Kigali, Rwanda — MININGREVIEW.COM — 14 December 2010 – The government of Rwanda expects increased investment in its mining and minerals industry, following the suspension of mining in the eastern parts of the neighboring Democratic Republic of Congo (DRC).
“We expect investors who had wanted to mine and trade minerals from the DRC to now do so in Rwanda because of the ban,” said Rwanda minister for forestry and mining Christophe Bazivamo in an interview here.
On 9 September DRC president Joseph Kabila suspended most mining in the North Kivu, South Kivu and Maniema provinces, in an effort to wrest control of the industry from what he described as “mafia groups.” The suspension will continue while the DRCarmy tries to stabilise the area around Bisie, the region’s biggest tin-ore mine, mines minister Martin Kabwelulu said.
“We will determine the impact of the ban on our exports in January,” said Bazivamo. “But we know that investors can get the minerals they were getting from the DRC here in Rwanda.”
“Since the Congolese ban, mining companies in Rwanda have started boosting production, while the number of inquiries from miners interested in starting operations has increased,” Bazivamo said. He declined to comment further.
Rwanda produces about 5% of the world’s tantalum, used in electronics, and about 4% of global tungsten production, according to the latest available information on the website of the U.S. Geological Survey.

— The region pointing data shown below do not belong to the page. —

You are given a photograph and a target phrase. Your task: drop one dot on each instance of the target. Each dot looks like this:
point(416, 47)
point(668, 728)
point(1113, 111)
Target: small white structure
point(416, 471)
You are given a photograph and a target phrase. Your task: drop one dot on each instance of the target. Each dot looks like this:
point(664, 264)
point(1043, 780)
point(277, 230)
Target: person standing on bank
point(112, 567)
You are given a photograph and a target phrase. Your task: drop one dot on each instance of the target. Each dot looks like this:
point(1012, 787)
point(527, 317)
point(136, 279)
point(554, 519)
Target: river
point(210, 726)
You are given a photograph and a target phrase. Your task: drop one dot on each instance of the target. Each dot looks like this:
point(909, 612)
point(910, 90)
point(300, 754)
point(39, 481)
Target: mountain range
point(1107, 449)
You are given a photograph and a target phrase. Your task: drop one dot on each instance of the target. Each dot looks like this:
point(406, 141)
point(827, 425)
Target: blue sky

The central African nation also produces cassiterite, or tin ore.
Rwanda’s government is investing in geological data in an effort to attract more investment into the country, Michael Biryabarema, director of the Rwanda Geology and Mines Authority, said.
Minerals currently account for about 30% of Rwanda’s exports, and according to the Rwanda Development Board exports of minerals may increase to US$60 million this year, from US$54.6 million in 2009.